1 REASONS OF THE COURT: The successful respondents to these two appeals seek orders by which the respondents' costs of both appeals would be fixed by the court and ordered to be payable forthwith. Alternatively, the respondents seek costs on an indemnity basis. The issue of costs, with the parties' consent, is being determined on the papers.

2 The respondents' written submissions of 20 July 2010 are supported by an affidavit sworn by the respondents' solicitor, Haydn Ross Robinson, of the same date. Mr Robinson's affidavit contains a breakdown of the respondents' solicitor and counsel costs by reference to hourly charges, generating, in aggregate, a figure claimed of $34,181.40.
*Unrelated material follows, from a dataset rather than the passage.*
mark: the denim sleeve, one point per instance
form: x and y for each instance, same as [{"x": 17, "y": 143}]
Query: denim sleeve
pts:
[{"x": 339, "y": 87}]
3 The respondents' first proposal would circumvent a taxation and seek to have this court immediately fix the respondents' costs of both appeals. This approach is rationalised on the very general basis that a taxation would incur additional expense and delay for the respondents.

4 The respondents say that the level of costs they seek is substantially below a maximum amount that could be awarded in their favour on a (party and party) taxation. Hence it is put that the level of the fixed costs claimed is reasonable. The respondents' written submission proceeds:


    15. The Court has a proper basis to determine the costs claimed are, [sic] logical, fair and reasonable.

    16. For these reasons the Court should fix the costs of these appeals, a fortiori because this will avoid the expense and delay involved in taxation.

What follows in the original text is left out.